干娘,似乎永远只能是个干娘。爷爷辈的有人拜它作了干娘,到了儿子辈,依旧有拜它作干娘的,绝不会称其作“干奶奶”;及至孙子一辈,仍旧有人拜其为“干娘”,而不会考虑其曾经是父亲乃至祖父的干娘。
干娘静静地呆立在那里,一动也不动,任凭日晒雨淋,风吹雪覆,饱经岁月沧桑,静看世事轮回……
曾经,每一个愉悦的清晨,都是在干娘轻声吟唱中早早来临。天光微亮,晨寒料峭,干娘就“吱扭”、“吱扭”地开始了一天的快乐歌唱。几个快嘴婆娘的欢声笑语羼杂其中,叽叽呀呀叫个不停,那是勤快的婆娘早早起床在抢碾盘。你磨二升米,我磨半斗黍,趁着晨曦微露,早早磨罢,家里还有大大小小的嘴巴等着吃早饭呢。
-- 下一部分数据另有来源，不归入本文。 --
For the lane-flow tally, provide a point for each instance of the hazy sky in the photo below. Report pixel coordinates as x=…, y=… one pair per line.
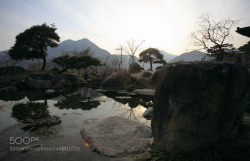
x=163, y=24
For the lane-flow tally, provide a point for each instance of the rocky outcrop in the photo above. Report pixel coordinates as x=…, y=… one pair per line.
x=148, y=92
x=198, y=105
x=116, y=136
x=117, y=81
x=146, y=74
x=41, y=80
x=243, y=59
x=134, y=68
x=8, y=89
x=70, y=80
x=148, y=114
x=155, y=77
x=143, y=82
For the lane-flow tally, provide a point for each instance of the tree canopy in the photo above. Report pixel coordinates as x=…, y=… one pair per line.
x=76, y=62
x=33, y=42
x=151, y=55
x=212, y=35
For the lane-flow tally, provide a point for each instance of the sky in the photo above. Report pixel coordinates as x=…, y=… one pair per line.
x=162, y=24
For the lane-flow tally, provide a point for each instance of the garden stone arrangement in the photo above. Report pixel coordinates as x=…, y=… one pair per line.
x=198, y=105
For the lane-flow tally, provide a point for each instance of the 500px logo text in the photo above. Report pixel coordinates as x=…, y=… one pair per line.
x=23, y=140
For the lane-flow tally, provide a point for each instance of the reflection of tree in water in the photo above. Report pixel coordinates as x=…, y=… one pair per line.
x=77, y=101
x=34, y=116
x=134, y=102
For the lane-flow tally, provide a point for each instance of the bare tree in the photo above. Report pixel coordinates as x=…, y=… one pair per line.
x=132, y=47
x=211, y=35
x=120, y=48
x=114, y=62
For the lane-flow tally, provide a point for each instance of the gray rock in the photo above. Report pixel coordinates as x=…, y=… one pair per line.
x=198, y=105
x=149, y=92
x=148, y=114
x=41, y=80
x=134, y=68
x=143, y=82
x=117, y=81
x=155, y=77
x=8, y=89
x=116, y=136
x=70, y=79
x=146, y=74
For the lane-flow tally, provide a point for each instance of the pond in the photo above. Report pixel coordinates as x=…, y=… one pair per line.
x=51, y=125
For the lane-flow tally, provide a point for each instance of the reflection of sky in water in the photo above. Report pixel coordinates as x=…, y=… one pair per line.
x=68, y=131
x=76, y=118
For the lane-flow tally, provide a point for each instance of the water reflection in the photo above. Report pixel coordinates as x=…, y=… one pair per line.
x=132, y=100
x=34, y=116
x=77, y=101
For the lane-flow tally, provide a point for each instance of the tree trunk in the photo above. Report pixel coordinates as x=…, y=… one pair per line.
x=221, y=55
x=44, y=63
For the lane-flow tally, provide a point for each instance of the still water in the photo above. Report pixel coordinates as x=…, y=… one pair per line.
x=53, y=124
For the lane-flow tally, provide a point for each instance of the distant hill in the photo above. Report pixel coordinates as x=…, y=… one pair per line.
x=192, y=57
x=167, y=56
x=79, y=45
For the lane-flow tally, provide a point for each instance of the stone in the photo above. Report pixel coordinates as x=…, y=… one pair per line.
x=148, y=92
x=8, y=89
x=198, y=105
x=146, y=74
x=143, y=82
x=104, y=75
x=70, y=79
x=148, y=114
x=116, y=136
x=155, y=77
x=117, y=81
x=134, y=68
x=41, y=80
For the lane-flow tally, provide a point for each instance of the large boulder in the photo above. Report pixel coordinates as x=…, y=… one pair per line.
x=134, y=68
x=117, y=81
x=143, y=82
x=116, y=136
x=146, y=74
x=41, y=80
x=198, y=105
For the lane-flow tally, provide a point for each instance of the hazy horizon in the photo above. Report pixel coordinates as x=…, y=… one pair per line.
x=163, y=24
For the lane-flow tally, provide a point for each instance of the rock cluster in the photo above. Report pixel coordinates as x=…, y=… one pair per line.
x=198, y=105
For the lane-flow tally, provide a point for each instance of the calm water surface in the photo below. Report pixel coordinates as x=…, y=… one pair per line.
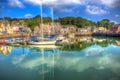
x=95, y=62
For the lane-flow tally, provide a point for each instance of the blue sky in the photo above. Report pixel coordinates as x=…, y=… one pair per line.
x=94, y=10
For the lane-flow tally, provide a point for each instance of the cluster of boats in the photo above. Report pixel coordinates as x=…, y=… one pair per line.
x=33, y=41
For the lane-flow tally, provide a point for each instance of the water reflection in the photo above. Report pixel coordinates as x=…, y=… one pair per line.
x=99, y=60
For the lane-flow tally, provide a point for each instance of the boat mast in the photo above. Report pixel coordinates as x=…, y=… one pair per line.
x=41, y=23
x=52, y=20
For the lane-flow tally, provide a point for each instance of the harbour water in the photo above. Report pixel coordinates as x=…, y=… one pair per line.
x=94, y=61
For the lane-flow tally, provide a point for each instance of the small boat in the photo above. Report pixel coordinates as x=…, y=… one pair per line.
x=117, y=42
x=52, y=42
x=2, y=43
x=43, y=46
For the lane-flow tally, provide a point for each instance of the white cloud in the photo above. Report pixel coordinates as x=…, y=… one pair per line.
x=28, y=15
x=95, y=10
x=110, y=3
x=53, y=2
x=16, y=3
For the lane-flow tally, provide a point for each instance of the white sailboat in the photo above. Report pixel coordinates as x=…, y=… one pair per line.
x=43, y=41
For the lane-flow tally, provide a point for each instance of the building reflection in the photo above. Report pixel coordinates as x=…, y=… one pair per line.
x=5, y=50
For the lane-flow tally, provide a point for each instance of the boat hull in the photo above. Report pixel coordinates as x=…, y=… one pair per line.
x=42, y=43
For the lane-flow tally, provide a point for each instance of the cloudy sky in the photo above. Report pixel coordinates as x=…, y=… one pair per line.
x=94, y=10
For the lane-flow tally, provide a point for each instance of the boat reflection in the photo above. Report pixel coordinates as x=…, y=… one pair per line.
x=5, y=50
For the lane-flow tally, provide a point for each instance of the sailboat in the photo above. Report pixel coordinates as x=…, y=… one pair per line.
x=43, y=41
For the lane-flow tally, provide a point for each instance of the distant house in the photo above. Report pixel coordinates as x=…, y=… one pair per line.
x=102, y=29
x=116, y=28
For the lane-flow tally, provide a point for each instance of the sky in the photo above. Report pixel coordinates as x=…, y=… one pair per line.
x=94, y=10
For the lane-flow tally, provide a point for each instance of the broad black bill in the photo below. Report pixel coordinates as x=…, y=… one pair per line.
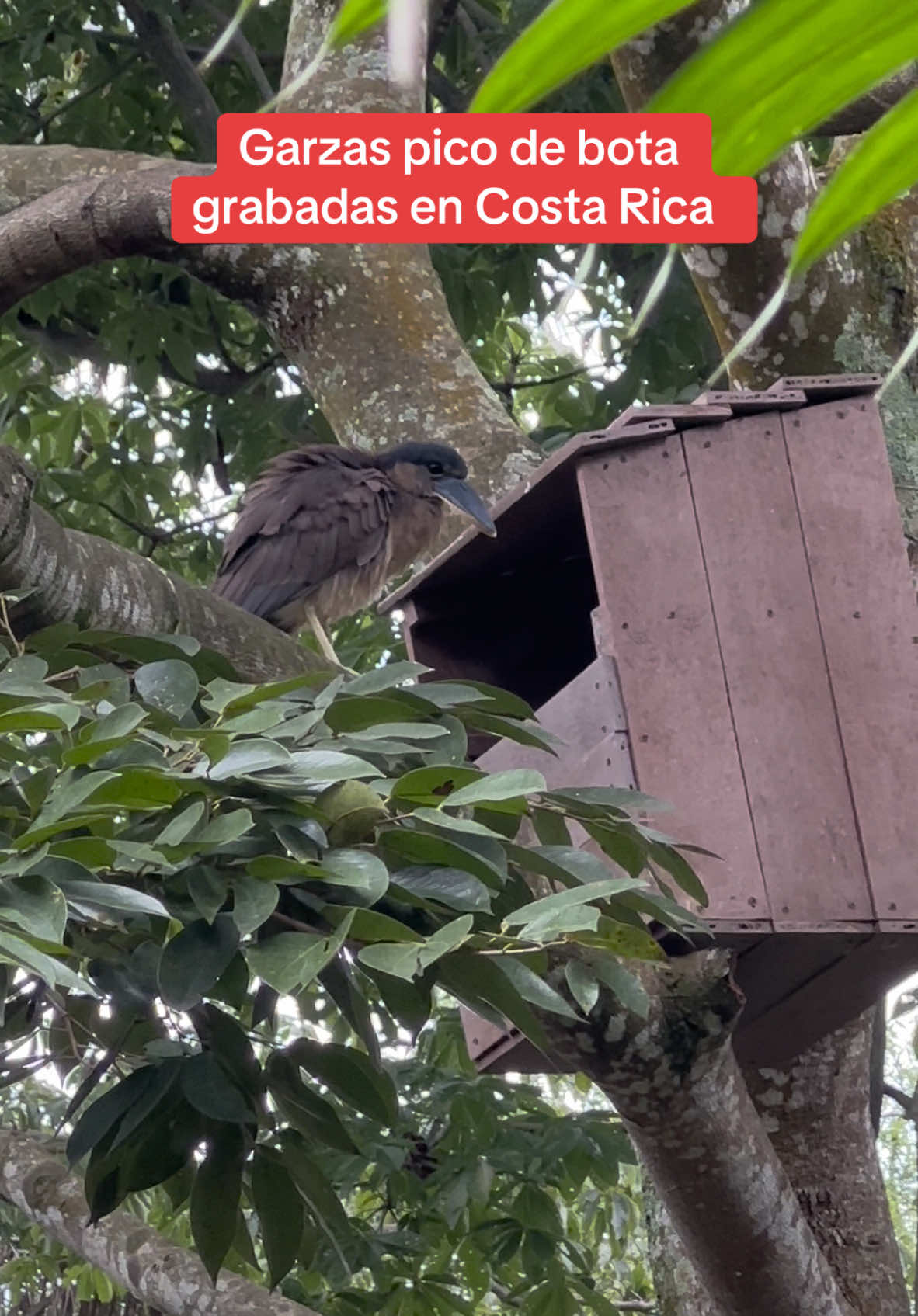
x=463, y=496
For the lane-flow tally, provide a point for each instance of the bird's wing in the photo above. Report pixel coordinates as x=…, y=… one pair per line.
x=308, y=516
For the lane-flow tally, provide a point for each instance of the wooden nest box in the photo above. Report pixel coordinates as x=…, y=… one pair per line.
x=713, y=603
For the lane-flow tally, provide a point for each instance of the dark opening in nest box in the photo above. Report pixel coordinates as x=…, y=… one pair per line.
x=713, y=603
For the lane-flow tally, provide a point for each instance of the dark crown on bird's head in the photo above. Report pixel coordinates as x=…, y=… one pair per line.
x=436, y=458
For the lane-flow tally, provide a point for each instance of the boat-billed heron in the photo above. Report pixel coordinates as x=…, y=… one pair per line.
x=323, y=528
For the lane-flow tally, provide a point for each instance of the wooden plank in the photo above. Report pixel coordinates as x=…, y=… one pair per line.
x=683, y=415
x=589, y=707
x=522, y=515
x=776, y=672
x=651, y=583
x=867, y=613
x=742, y=401
x=783, y=964
x=503, y=1050
x=821, y=388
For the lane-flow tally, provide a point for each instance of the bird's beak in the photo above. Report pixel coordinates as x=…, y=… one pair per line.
x=463, y=496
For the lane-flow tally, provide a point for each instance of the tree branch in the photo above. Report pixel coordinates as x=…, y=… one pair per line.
x=77, y=577
x=190, y=92
x=166, y=1278
x=82, y=344
x=242, y=47
x=675, y=1082
x=868, y=109
x=68, y=207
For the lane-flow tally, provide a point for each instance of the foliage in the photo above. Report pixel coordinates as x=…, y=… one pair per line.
x=189, y=850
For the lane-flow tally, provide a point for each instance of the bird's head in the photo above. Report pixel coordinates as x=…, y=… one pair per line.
x=436, y=470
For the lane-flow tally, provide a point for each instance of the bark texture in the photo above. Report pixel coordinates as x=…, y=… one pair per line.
x=166, y=1278
x=81, y=578
x=675, y=1081
x=812, y=1109
x=853, y=312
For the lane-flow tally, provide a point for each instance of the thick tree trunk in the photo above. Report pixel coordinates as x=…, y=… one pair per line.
x=370, y=329
x=813, y=1109
x=675, y=1081
x=842, y=318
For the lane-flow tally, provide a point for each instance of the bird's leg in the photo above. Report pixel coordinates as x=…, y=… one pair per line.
x=325, y=647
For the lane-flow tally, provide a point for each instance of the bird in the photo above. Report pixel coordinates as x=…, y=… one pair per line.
x=323, y=528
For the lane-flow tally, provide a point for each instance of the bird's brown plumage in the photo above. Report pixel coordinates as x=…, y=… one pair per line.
x=325, y=528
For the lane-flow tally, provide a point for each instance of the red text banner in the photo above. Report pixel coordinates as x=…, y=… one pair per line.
x=464, y=178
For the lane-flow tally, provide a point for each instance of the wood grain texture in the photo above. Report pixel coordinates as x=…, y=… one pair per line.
x=867, y=613
x=651, y=585
x=776, y=672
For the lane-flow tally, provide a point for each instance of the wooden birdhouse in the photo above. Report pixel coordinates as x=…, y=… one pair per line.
x=713, y=603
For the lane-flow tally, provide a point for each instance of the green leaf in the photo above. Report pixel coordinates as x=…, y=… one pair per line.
x=475, y=981
x=40, y=717
x=498, y=786
x=66, y=797
x=353, y=17
x=399, y=960
x=621, y=984
x=323, y=1200
x=541, y=911
x=280, y=1211
x=385, y=678
x=249, y=755
x=178, y=828
x=357, y=715
x=193, y=961
x=534, y=988
x=325, y=765
x=350, y=1075
x=111, y=898
x=34, y=905
x=137, y=789
x=428, y=785
x=407, y=961
x=207, y=888
x=253, y=901
x=19, y=952
x=215, y=1196
x=107, y=1109
x=450, y=823
x=208, y=1089
x=680, y=870
x=551, y=827
x=147, y=1102
x=582, y=984
x=537, y=1210
x=523, y=733
x=356, y=869
x=170, y=686
x=876, y=172
x=308, y=1113
x=582, y=865
x=454, y=887
x=606, y=798
x=422, y=848
x=224, y=828
x=370, y=925
x=289, y=960
x=781, y=68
打了麦,收罢秋,及至进了腊月,干娘家都是门庭若市。大家把新打来的粮食扛来,趁着田野里的粮香弥漫,抓紧尝个鲜。白天赶不过来,夜晚点起马灯继续干。人累了,就把毛驴儿、大青骡、小花牛……牵了过来,围裙蒙住眼睛,拴在磙子上,绕着干娘转个不停,在干娘的身边走出了一条明晃晃的小道。干娘粗实而能干,胖圆的黄豆、硬实的麦粒、金珠般的玉米……被干娘浑实地碾压过去,立刻粉身碎骨,再轻快地转上几圈,就变成香气扑鼻的面粉,不断勾起了大家对美食的垂涎和美好生活的向往。鸡儿也赶过来啄食几粒掉落尘埃的谷粒,狗儿跑过来舔了舔碾上的棒子面,利索的翠花忙拎起笤帚疙瘩砸了过去,一回头,馋嘴的大青骡又趁人不备猛舔了一口碾盘,真是忙得不亦乐乎。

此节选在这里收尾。